Action Item 8: Avoid outside counsel pitfalls
Managing outside counsel is a bit of an art. Their work comes at a premium, so keep costs in mind when determining what to outsource and what to do internally. When an outside opinion or perspective is needed or required, come up with a clear ask and an anticipated project size and timeline, and discuss this openly to avoid any surprises when the invoice comes around.
As in-house counsel, you know the business best: Pay close attention to how the work is being done to ensure that your outside counsel isn’t misinterpreting any aspect of the business objectives and that they know all the necessary and relevant facts and nuances. To that end, it’s important to have mutual trust, mutual respect, and a good personal rapport. Rather than blind trust, have a working knowledge of their area of expertise so you can recognize red flags.
A sign of an excellent outside lawyer is one who not only produces quality work but also meets you at your experience level, explaining matters in such a way that equips you to be an effective intermediary. Keep the good ones close! Learning how to manage these relationships does take time: When in doubt, ask for advice from a more senior in-house attorney.
Action Item 9: Keep working on yourself
So long as your work obligations are being met, there’s no limit to the ways in which you can enrich your career. Growing as a professional and growing as a person are essentially one in the same. If your goal is to add rocket fuel to your career trajectory, know that what you do beyond your job scope and in your spare time is key. Be genuine in the way you connect with others and build a strategic network and support system for yourself.

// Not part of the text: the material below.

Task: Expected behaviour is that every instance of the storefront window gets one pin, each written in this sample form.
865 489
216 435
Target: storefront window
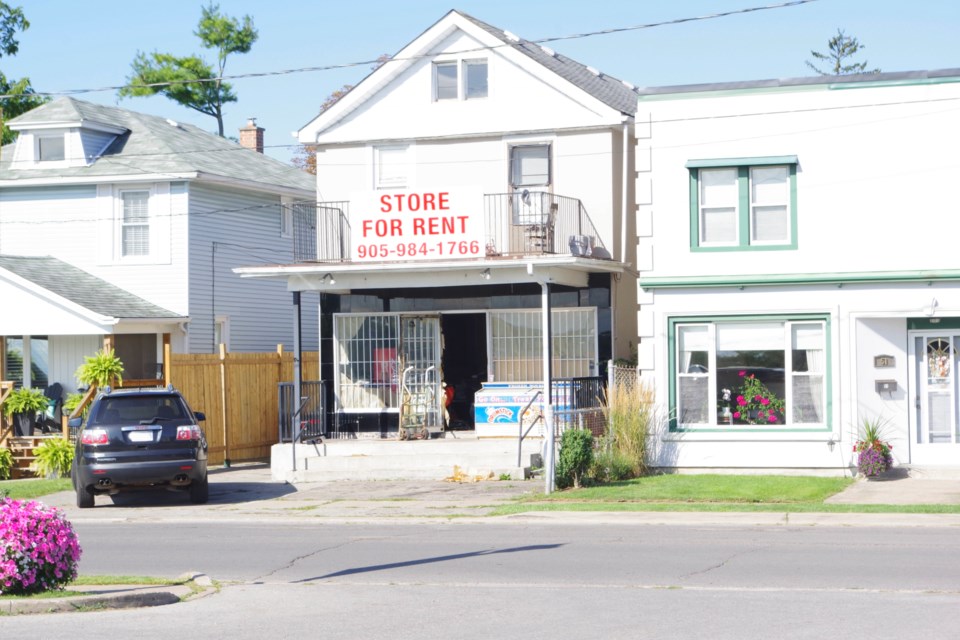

Take the time to curate your personal brand and be mindful of the reputation you are creating. Hire a photographer for a fresh set of headshots that you actually love. Try a new hobby for the first time — anything — and get comfortable with the idea that, with enough time and strategic effort, you’re capable of mastering anything at all. The bigger the challenge, the bigger the opportunity for growth. Refer back to Action Item 1 and be honest with yourself about what you want to do, in your career or just in general, and then go for it.
Action Item 10: Pay it forward
These 10 action items are a lot to juggle, and it’s unrealistic to focus on all of them simultaneously. There are many factors at play which are outside your control, but with time and consistency, you’ll see the benefits of implementing these tips during the natural ebbs and flows of your in-house career.
Once things start to align for you, it’s time to pay it forward. Think of the people who went out of their way to lend you a helping hand or an encouraging nod, and be that person for others. At any given point in time in your career, what you know is incredibly valuable to someone who’s a step or two behind you and wishing to be exactly where you are now.
You don’t have to wait until 20-plus years into your career to inspire and give meaningful guidance to others. In fact, your message is likely better received and more impactful coming from a relatable peer.
Stay in tune with your gut
Being brand new to in-house as a new lawyer can be daunting, especially when an in-house lawyer with fewer than five or 10 years of legal experience is still the exception and not the norm. Getting comfortable exercising sound professional judgment while still learning is key. Boiled down, these 10 action items are a reminder to stay in tune with your gut, keep an open mind, and approach situations strategically through preparation. Celebrate your hard work and achievements thus far, and at each step of the way.